Now, at the end of the day, I don’t know why some people get baptized and others don’t, or why some people understand their baptism merely as a box to be checked off, a one-time public service offered by the ordained. This might be a good place to reference the parable of the sower who sowed a lot of seeds in places where they were never going to sprout. All I do know is that, on those occasions when people embrace their baptism as the door to a joyful, lifelong project of growing in love and understanding of the One who created them and loves them eternally … well, I call that salvation.

God’s Love Is Not Self-Serving

And this leads us to the third way in which the statement falls short: the goal of “heaven” as commonly understood is self-serving and limited. I believe in heaven, and I believe that it is a gift to those creatures whom God loves. But I don’t consider heaven merely to be a place to which our individual souls are teleported at the time of our deaths.

For a time in high school I attended a conservative evangelical teen Bible study. It was led by a pastor’s wife who loved us dearly and had only good intentions. I remember her referring to a popular song of the day and finding great fault with its title, “Heaven Is a Place on Earth.” She seemed to feel that it was theologically dangerous to think this way, though I was just amused that she’d missed the implied sexual metaphor.

To say that “heaven is a place on earth” is not to write off the afterlife as mere fantasy. Rather, what Jesus referred to as “the kingdom of heaven” is not limited to the other side of death. It is love, and love cannot be contained, so it tears through that veil and lives among us right now, if only we have eyes to see it and ears to hear the good news of it. We can decide to live in the kingdom of heaven today. And we do that by loving God and by loving our neighbors as Jesus has loved us. Only when we love can we truly experience love from others. This might seem like a chicken-and-egg phenomenon, like trying to get job experience without a job. How does one begin?

And here is where God’s grace comes in. Grace refers to the receiving of gifts that we didn’t expect and that we didn’t earn. God’s love somehow bridges the gap so that we can experience love even when we clearly don’t deserve it yet. The birth, life, death, and resurrection of Jesus Christ stand as the ultimate symbol of God’s grace in action. We don’t have to know anything at all about love in order to receive it unconditionally. We don’t have to have any faith at all—certainly nothing larger than a mustard seed—for God to be able to kickstart growth in us.

Baptism is a sign of this unconditional love. Holy Eucharist is a sign of this ongoing growth and renewal. Together, these two sacraments form the beginning and the middle of our lives in Christ, the end of which is heaven.
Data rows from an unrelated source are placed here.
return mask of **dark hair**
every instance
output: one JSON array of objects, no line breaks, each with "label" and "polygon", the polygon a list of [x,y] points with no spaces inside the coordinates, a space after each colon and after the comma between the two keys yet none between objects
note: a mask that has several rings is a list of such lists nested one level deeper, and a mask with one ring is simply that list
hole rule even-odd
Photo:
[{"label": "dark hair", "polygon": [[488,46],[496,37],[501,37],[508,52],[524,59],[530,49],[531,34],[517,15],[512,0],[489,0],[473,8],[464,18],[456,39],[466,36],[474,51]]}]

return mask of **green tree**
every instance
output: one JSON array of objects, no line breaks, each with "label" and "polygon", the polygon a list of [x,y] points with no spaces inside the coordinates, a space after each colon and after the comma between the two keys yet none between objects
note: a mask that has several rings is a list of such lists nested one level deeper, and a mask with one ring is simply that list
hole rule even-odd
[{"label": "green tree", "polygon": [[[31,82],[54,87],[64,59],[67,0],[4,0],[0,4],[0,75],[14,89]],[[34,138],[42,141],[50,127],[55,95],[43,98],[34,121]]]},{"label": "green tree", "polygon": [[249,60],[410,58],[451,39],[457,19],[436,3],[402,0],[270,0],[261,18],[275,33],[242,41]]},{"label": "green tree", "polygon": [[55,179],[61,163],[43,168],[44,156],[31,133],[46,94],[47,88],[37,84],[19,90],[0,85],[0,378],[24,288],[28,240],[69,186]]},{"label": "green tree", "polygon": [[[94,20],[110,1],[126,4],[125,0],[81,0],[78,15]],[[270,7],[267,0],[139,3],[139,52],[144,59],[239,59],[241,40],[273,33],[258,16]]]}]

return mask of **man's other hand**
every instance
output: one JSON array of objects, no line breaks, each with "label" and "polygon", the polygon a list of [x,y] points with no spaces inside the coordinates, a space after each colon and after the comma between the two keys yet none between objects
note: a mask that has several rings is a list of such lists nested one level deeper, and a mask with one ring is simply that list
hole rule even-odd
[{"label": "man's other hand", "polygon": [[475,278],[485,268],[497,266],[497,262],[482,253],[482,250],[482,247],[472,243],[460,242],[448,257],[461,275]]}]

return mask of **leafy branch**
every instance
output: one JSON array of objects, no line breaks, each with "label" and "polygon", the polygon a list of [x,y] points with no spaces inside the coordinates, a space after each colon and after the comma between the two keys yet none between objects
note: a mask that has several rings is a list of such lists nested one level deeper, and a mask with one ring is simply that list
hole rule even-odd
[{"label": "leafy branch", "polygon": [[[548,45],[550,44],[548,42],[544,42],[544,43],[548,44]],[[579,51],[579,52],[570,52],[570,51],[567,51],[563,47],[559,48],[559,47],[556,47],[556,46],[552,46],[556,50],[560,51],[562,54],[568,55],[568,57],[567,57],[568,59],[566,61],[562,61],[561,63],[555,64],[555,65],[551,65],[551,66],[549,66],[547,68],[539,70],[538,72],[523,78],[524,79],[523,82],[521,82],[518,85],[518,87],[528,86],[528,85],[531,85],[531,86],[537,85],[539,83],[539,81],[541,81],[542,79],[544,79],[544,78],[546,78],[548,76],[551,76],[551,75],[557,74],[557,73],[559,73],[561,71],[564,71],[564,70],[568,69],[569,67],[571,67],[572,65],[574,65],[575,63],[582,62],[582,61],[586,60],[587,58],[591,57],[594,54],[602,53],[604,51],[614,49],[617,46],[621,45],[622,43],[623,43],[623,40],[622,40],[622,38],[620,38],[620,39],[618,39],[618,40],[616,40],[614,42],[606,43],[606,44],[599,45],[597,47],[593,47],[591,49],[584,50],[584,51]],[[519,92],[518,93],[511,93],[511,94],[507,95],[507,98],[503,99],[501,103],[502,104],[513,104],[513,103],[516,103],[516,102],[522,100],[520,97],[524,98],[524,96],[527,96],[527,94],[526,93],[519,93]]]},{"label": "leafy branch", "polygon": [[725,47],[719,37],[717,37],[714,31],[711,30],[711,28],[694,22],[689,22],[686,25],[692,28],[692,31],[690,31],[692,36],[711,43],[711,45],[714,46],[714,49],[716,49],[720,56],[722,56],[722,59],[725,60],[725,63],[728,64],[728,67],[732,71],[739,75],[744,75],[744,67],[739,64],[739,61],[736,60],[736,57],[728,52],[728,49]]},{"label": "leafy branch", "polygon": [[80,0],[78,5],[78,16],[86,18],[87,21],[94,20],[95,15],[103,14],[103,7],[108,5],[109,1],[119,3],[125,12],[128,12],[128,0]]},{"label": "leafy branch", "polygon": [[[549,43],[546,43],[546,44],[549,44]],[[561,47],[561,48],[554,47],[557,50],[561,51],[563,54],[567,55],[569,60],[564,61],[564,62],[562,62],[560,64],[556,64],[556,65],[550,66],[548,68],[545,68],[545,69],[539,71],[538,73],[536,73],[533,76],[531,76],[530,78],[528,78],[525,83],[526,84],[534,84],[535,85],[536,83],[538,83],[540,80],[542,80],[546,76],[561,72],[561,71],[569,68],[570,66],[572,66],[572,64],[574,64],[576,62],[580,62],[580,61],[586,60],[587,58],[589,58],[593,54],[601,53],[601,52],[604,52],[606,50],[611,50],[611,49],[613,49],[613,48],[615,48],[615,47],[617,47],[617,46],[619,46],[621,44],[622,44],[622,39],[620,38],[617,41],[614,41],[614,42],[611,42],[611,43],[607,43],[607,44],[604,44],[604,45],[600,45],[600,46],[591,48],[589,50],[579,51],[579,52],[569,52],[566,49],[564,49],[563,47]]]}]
To whatever degree we choose to live in heaven on earth, the transition of death will become less frightening and, I believe, far less jarring. Only those who are increasingly accustomed to self-giving will find that they are able to stand in God’s nearer presence.

God’s Love Is Unconditional, Relational, and All About Others

One we are rooted in Christ and growing, we find that we are able to spread God’s love to others. We plant, we water, and God continues to give growth. God is love, love so relational that God can somehow be both One and Three at the same time. God’s love is so uncontainable that God felt the urge to create the cosmos, in order to have a canvas on which to paint that love. Love, by nature, spreads, and so God created billions of awarenesses in God’s own image who also help to paint the canvas, each in our own way, each doing the very best we know how. We work together, but because we have free will, we also make a mess. The pain of our messes is horrific and cannot be erased. But God knows that pain and has lived that pain among us, so in a great mystery, God’s grace can and does redeem it.

And that, my friends, is the Christian story in a nutshell. So perhaps I might amend my youth minister friend's phrase in this way: “God calls us to baptism and belief so that we can experience heaven now and always.” The invitation to love stands open. Now: how do you want to live?